The median black isolation index was 36.6% in 2007, indicating that, in half the geographical areas, black residents lived in a census area where more than a third of the residents were also black. This index remained relatively stable over time, with a 34.3% median in 2015. However, HIV diagnoses for black heterosexuals decreased by 37.5% over this time, indicating that change in isolation over time demonstrated weak positive association with the outcome. One possible explanation for this might be that changes in segregation during the relatively short study period were too small in magnitude to account for changes in the outcome.

In 2007, the median male to female sex ratio for black adults was 0.88 (88 men for every 100 women), indicating a relative deficit of black men in most areas. This remained relatively stable over the study period. However, the authors did not find any statistical evidence to suggest that skewed sex ratios in black neighbourhoods (as a result of possible incarceration of black men) was a mediating factor.

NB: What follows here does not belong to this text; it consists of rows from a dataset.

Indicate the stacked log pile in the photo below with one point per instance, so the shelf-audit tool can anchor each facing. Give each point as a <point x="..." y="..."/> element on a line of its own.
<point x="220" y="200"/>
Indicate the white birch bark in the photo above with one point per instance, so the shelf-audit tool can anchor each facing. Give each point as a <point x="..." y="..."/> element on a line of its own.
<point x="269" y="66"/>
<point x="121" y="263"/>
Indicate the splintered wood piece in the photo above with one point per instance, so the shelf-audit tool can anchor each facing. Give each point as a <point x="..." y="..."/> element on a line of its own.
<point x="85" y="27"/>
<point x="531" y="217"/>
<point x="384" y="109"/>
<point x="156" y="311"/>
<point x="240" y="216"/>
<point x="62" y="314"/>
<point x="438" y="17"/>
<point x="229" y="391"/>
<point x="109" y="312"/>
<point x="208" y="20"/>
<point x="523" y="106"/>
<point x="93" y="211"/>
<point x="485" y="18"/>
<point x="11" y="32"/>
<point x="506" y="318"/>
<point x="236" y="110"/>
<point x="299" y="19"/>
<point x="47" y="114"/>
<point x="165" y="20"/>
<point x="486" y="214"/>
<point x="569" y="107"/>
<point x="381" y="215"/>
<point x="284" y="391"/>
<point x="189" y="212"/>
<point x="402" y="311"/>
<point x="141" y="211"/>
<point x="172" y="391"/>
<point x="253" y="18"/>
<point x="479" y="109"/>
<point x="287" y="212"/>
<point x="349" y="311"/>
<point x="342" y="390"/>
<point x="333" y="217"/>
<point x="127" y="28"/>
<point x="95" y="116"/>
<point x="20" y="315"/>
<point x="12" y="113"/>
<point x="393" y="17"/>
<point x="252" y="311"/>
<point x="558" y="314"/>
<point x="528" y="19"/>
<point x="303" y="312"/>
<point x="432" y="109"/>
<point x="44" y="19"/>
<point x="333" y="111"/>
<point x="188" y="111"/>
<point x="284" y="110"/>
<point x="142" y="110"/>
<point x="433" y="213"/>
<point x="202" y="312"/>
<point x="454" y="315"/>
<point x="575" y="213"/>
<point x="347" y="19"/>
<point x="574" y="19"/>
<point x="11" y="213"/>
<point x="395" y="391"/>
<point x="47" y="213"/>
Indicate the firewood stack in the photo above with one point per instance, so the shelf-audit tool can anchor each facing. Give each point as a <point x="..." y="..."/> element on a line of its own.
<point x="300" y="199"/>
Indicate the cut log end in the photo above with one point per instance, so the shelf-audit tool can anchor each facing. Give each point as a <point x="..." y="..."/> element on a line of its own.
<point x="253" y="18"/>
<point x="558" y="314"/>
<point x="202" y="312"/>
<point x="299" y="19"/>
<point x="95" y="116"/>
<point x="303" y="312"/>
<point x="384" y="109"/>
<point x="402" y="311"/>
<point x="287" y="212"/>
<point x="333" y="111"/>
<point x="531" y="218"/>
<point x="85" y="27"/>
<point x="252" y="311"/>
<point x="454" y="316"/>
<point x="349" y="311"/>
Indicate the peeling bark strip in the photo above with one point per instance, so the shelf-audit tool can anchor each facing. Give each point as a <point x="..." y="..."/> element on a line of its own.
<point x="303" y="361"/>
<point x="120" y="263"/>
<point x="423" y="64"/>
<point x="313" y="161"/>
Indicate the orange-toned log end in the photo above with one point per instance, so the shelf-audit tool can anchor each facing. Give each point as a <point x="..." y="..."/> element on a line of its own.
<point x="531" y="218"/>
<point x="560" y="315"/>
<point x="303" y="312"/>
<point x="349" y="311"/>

However, they suggest that higher incarceration may not affect HIV rates via imbalanced sex ratios, but instead through destabilising social and sexual networks.

The authors say that the sizable positive association between racial segregation and new HIV infections indicates that it is a fundamental determinant of HIV for black heterosexual populations. However, to determine if this relationship is causal in nature (i.e. that segregation actually causes HIV infections), it is important to identify causal mechanisms that clearly link the two. Their statistical analysis suggested that the relationship between racial segregation and HIV diagnoses was mediated by factors such as rates of black educational attainment, racial inequalities in educational attainment and racial inequalities in poverty. For instance, there was a change of 51.4% noted in the association between segregation and HIV infection when the percentage of black adults with no high school diploma was added to the model. This is consistent with prior research showing higher HIV rates for black residents in areas with lower graduation rates.

Interestingly, based on the authors’ interpretation of the data, they suggest that while white/black inequality in terms of poverty may mediate the relationship between racial segregation and HIV infection, absolute poverty for black adults does not appear to play a mediating role. This highlights the important role specifically played by inequalities arising from racial disparities when it comes to HIV infection.

As suggested by the social science and public health literature, this study’s findings are consistent with the notion that segregation has harmful effects on health, particularly in terms of placing individuals at risk for HIV infection, and thus could be viewed as a fundamental cause of HIV infection in the US. This strengthens the argument for policy interventions that directly target social ills such as segregation and socioeconomic inequality as means of curbing new HIV infections.

References

Ibragimov U et al. Relationship of racial segregation to newly diagnosed cases of HIV among black heterosexuals in US metropolitan areas, 2008-2015. Journal of Urban Health, 2018. (Abstract).